Witam Kochani! Jesień już, ale chciałabym kilka słów o wilcu purpurowym, bo taki ładny od sierpnia po teraz.
Wilec purpurowy to atrakcyjne jednoroczne pnącze i łatwe w uprawie. Na początku wegetacji rośnie trochę opieszale, ale w drugiej połowie lata niesamowicie przyśpiesza, zagłuszając listowiem i kwieciem okoliczne towarzystwo.
![]() |
Mój okaz wilca przy pergoli wielokrotnie przycinany (widok od połowy sierpnia po wrzesień) |
Wilec można siać prosto do gruntu w maju, ale najlepiej wysiać do inspektu wcześniej na początku kwietnia a w maju po przymrozkach (ok. 15 maj) wysadzić rośliny w miejscu docelowym przy kratkach, siatkach czy pergolach. Młode rośliny przez pierwsze 2 -3 tygodnie trzeba trochę przypilnować, po prostu podlewać, by w razie dłuższych okresów bez deszczu nie wyschły.
Idealne pnącze dla poczatkujących i leniwych ogrodników. Wystarczy u podnóża zapewnić mu trochę cienia to łatwiej zniesie susze i braki odżywcze. Pozostawiony losowi w miejscach suchych ma mniejszą szatę liściową, ale za to wcześniej kwitnie, jakby się śpieszył wydać na świat wszystko zanim wyschnie.
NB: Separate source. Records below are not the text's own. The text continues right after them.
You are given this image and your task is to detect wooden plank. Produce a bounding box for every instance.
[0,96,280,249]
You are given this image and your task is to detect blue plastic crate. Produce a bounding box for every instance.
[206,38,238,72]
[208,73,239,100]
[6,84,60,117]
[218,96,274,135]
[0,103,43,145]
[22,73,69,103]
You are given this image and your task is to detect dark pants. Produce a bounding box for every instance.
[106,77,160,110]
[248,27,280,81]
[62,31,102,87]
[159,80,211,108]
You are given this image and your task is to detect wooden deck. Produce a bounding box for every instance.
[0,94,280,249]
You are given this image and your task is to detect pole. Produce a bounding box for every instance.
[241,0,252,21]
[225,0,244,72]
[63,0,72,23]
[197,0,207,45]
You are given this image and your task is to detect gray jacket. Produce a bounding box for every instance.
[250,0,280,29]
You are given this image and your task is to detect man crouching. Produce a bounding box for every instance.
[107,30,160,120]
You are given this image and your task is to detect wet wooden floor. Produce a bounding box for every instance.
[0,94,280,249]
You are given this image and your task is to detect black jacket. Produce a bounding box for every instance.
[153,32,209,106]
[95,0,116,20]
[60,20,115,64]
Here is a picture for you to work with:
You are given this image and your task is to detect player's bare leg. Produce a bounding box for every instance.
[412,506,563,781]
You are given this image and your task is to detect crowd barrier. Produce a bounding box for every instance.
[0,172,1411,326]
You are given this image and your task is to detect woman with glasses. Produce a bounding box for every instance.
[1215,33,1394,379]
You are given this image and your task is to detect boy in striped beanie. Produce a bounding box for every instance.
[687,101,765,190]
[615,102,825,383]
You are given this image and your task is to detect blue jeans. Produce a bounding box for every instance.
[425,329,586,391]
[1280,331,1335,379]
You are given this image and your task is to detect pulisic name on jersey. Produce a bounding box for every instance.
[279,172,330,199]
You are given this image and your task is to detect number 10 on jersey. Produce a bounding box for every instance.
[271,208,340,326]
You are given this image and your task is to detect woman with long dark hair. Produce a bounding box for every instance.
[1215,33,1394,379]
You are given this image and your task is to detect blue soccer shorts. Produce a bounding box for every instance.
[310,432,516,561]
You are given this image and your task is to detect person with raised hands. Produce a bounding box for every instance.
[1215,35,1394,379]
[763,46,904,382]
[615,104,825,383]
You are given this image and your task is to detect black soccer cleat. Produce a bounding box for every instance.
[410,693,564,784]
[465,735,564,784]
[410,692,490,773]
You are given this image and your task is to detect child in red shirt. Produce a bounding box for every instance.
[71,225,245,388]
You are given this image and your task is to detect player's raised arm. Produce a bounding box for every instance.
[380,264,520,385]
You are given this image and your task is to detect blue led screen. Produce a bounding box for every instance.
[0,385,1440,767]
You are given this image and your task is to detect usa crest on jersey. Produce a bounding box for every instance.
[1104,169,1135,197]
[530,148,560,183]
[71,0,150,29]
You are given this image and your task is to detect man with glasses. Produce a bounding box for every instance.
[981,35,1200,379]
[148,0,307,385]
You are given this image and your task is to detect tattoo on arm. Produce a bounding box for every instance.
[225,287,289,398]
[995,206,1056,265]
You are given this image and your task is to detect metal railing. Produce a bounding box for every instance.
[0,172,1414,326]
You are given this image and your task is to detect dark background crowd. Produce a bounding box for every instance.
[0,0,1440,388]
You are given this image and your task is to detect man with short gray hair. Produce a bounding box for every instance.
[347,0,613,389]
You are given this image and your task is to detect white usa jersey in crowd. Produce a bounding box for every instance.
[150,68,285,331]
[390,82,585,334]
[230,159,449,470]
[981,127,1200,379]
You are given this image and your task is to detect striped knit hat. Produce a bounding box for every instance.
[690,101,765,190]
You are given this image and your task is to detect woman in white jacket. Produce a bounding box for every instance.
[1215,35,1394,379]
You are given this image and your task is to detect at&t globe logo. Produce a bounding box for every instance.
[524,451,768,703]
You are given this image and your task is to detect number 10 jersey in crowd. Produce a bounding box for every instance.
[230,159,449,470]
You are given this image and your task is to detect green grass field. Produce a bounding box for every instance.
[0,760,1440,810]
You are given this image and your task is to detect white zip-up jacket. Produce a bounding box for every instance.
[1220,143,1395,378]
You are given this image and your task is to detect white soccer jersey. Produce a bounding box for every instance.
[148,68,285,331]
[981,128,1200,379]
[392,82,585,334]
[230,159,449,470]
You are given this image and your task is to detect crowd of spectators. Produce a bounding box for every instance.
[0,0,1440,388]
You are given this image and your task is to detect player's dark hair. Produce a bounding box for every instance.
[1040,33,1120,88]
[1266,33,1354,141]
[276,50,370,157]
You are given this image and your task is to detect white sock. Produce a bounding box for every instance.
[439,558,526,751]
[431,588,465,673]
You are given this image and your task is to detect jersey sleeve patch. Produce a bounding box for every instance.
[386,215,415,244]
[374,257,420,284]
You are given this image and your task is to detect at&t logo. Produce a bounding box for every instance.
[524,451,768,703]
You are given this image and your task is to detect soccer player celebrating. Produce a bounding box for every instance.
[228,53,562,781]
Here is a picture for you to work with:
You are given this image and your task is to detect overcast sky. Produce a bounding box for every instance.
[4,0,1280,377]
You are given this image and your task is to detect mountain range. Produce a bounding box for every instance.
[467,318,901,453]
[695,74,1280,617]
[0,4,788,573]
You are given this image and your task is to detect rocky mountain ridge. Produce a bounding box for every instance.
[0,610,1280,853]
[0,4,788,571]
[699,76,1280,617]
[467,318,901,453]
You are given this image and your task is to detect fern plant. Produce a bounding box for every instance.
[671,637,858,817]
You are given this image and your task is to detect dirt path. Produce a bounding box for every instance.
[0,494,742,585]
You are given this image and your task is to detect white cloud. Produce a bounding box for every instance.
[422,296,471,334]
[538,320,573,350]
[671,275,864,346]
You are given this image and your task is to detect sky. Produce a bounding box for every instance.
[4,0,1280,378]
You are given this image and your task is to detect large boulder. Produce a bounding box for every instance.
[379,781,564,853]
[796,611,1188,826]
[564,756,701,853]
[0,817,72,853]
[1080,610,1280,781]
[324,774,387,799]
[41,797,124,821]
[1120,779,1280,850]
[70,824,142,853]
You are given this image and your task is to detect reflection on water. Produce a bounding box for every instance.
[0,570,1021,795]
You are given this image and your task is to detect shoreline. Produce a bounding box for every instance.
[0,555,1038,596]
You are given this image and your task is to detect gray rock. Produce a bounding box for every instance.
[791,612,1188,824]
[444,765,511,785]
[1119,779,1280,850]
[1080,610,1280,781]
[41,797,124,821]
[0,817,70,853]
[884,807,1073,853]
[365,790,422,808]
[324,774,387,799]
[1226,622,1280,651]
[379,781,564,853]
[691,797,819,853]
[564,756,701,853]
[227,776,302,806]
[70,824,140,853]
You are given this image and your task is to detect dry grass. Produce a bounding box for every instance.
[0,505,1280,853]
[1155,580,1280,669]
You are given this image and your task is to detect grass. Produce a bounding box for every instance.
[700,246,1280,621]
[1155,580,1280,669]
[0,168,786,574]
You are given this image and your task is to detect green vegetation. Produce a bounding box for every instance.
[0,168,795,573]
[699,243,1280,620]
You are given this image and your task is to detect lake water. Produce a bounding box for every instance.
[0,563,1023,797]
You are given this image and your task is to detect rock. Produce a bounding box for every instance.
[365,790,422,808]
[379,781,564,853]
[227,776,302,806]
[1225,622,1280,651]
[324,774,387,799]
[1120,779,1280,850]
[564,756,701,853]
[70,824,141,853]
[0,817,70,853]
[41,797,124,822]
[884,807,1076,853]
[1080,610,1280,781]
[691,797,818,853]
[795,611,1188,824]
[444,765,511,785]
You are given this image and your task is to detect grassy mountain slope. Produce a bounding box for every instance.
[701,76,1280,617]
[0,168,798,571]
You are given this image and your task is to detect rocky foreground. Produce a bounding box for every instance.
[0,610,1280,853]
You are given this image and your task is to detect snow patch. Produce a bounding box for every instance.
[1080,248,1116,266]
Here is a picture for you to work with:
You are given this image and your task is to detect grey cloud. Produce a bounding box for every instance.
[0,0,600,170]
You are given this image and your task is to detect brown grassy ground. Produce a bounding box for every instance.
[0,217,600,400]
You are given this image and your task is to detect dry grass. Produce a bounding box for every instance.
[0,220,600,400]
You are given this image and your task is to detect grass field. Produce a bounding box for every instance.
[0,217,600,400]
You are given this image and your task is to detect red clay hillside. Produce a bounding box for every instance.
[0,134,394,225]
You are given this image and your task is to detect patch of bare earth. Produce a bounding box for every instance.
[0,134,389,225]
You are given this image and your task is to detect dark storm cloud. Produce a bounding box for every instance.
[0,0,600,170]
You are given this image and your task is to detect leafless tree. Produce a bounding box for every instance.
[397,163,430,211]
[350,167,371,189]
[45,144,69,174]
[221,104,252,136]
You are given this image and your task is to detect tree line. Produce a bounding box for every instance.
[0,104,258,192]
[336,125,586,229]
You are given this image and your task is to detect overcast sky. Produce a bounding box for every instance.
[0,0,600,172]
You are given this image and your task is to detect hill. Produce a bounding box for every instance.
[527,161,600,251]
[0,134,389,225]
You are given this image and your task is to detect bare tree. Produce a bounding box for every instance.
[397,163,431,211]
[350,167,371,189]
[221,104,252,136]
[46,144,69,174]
Okazy w pół-cieniu różnią się zjawiskowo - liście ogromne a i kwiaty dorodne choć dopiero w drugiej połowie lata szybko wzrasta ich ilość z dnia na dzień. Kwiaty wilca czarują oczy przeważnie w godzinach porannych dopołudniowych, ale w dni pochmurne kwitną prawie cały dzień.
Wilec moim zdaniem nie nadaje się do pojemników, zwłaszcza na stanowisku słonecznym. Mimo podlewania liście i kwiaty nie wyglądają zdrowo, liście szybko żółkną. Odradzam.
Ciekawa jestem bardzo Waszych obserwacji i porad. Napiszcie proszę!